What it does
The Coal Mining Industry (Long Service Leave) Payroll Levy Collection Act 1992 establishes the administrative machinery for imposing, calculating, reporting on, collecting and recovering a payroll-based levy that finances the portable long service leave scheme operating across the black-coal mining industry. At its core the Act operates as the collection counterpart to the Coal Mining Industry (Long Service Leave) Payroll Levy Act 1992 (which actually imposes the levy) and the Coal Mining Industry (Long Service Leave) Administration Act 1992 (which creates the Corporation, maintains the Fund, and governs entitlement and payout rules).

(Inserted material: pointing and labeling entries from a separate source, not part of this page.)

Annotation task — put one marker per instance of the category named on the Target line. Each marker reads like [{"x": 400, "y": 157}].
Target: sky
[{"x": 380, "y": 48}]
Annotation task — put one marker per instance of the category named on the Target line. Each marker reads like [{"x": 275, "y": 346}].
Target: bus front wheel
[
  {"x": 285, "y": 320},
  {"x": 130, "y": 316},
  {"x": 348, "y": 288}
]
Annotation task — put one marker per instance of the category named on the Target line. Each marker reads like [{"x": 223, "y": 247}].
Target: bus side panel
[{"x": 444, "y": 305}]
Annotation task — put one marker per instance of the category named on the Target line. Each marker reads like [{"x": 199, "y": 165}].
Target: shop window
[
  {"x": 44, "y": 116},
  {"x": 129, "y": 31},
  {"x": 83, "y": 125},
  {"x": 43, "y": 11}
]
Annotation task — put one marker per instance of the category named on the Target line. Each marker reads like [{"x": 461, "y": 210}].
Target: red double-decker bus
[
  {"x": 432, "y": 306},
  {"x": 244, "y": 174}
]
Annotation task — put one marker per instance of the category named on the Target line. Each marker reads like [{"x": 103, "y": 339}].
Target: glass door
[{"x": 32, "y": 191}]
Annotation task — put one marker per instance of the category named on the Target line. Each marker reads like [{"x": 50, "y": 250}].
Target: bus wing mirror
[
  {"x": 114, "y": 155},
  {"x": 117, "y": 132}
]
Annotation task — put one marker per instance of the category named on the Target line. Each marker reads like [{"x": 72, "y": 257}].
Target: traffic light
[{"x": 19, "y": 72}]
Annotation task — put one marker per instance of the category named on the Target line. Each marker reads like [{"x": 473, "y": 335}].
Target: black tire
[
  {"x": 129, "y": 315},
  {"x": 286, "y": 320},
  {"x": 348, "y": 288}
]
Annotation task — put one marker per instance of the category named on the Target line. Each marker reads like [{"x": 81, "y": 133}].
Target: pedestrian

Section 4 fixes the due date for levy as the end of the period within which the monthly return must be lodged. Employers who employ an “eligible employee” (a term defined by cross-reference to the Administration Act) at any time in a month must, within 28 days after month-end, deliver a return in an approved form containing the information required by that form (s 5(1)–(2A)). The return triggers the obligation to pay levy calculated on “eligible wages” for that month. The Act therefore functions as both a reporting statute and a collection statute.
“Eligible wages” receives an unusually granular definition in s 3B. Three separate rules apply according to the employee’s payment method:
- For non-casual employees paid a base rate of pay, eligible wages are the greater of (a) base rate plus incentive-based payments and bonuses paid at least monthly, or (b) 75 % of that base rate once overtime, penalty rates and most allowances are added back (s 3B(1)).
- For employees paid an annual salary, eligible wages equal the salary inclusive of monthly incentives and bonuses but exclusive of overtime, penalty rates and shift loadings (s 3B(2)).